# Erno Rubik Signature



## snively (Feb 12, 2012)

Hey, I hope this is the right place for this question. I'm not a speedsolver or anything (I can solve a 3x3 layer by layer in about a minute) but I know speedsolving.com is where the best of you guys frequent. 

Here's the deal, about 5 years ago, or when it first came out, I bought a Rubik's Revolution Signature Edition. I didn't know or particularly care that it was a signature edition, it was the only type for sale at the time. I discovered, when I opened the box, that there was a Certificate of Authenticity inside and was hand signed by Erno Rubik.
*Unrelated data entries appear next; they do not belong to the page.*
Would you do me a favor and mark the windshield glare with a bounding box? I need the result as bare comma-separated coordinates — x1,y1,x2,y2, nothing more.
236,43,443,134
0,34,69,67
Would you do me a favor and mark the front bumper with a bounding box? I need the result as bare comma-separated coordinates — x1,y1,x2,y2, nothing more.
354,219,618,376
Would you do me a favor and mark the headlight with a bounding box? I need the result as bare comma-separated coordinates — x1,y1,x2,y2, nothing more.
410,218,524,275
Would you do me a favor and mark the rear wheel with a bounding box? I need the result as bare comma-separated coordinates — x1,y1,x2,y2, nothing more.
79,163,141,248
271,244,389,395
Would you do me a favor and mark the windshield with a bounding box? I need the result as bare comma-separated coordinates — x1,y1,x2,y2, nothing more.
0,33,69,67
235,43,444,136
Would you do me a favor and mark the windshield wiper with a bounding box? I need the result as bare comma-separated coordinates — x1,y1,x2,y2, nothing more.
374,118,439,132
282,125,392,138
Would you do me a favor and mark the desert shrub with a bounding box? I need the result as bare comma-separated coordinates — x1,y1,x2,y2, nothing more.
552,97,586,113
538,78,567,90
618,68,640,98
Trust me, based on the color of the pen, the indent into the cardstock, and the stuttering of the ink, it's definitely a real-life signature, and it matches the other signatures I've looked at on google images.

I looked around at other Signature Edition Revolutions and didn't notice the card in them (it would have been visible through the bottom of the container) and then eventually the signature edition faded out and it just became the standard edition. 
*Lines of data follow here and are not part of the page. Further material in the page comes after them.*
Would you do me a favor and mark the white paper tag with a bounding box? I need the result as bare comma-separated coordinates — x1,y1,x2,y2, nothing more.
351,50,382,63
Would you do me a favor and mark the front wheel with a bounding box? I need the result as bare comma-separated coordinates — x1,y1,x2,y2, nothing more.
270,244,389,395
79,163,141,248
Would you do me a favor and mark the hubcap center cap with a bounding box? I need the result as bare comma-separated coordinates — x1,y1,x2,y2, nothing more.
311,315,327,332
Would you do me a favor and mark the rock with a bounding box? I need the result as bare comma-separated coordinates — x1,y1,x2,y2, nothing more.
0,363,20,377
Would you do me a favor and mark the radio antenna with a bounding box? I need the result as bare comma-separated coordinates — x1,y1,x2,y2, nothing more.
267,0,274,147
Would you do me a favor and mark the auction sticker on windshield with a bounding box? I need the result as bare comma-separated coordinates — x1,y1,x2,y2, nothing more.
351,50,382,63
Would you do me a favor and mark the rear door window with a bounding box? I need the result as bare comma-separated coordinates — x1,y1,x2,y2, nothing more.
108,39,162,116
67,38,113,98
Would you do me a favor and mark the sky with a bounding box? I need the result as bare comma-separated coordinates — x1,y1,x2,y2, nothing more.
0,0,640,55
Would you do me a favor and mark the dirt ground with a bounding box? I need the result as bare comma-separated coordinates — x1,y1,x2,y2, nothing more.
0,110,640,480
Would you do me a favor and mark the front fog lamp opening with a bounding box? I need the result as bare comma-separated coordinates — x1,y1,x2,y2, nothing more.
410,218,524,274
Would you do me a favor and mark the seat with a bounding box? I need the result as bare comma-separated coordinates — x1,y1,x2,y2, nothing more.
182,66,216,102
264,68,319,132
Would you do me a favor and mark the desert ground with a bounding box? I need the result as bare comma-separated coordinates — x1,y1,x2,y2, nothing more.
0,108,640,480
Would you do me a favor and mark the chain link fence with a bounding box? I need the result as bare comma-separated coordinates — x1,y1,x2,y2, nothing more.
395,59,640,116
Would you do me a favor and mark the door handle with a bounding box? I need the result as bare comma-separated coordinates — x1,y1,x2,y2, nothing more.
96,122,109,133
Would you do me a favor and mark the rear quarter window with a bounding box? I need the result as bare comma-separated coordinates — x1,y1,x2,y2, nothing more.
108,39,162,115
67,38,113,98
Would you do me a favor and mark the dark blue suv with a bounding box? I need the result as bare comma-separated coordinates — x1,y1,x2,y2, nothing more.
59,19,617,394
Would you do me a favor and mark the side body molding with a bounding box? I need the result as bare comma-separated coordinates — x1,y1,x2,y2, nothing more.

I've done many a google search to try to find evidence of this certificate of authenticity with Rubik's signature existing but can't find any mention or picture of it anywhere. Have you guys heard of it? Any idea how many were made and distributed? I just now discovered it again in my closet and it piqued my interest. Thanks!


----------



## FlyingFingers (Feb 13, 2012)

Woahhh........


----------



## BrainOfSweden (Feb 13, 2012)

I haven't heard about this before, but that .. is .. awesome. I would so much wan't to have his signature on anything.

_Edit:_
I had to look this up on ebay, and even though all of them says signature edition (they might mean the signature on the cube, that looks printed), they go for 14$ and up. However, the only one that claims it has one of these certificates goes for 30$. But no, I never heard of this before.


----------



## snively (Feb 15, 2012)

Any idea who I should contact to try to get some more information about it?


----------



## BrainOfSweden (Feb 15, 2012)

I don't know how easy it is to contact a reliable representant from Seven Towns, but that's what I should try in the first place.


----------



## KJ (Feb 15, 2012)

O_____O
Woah.


----------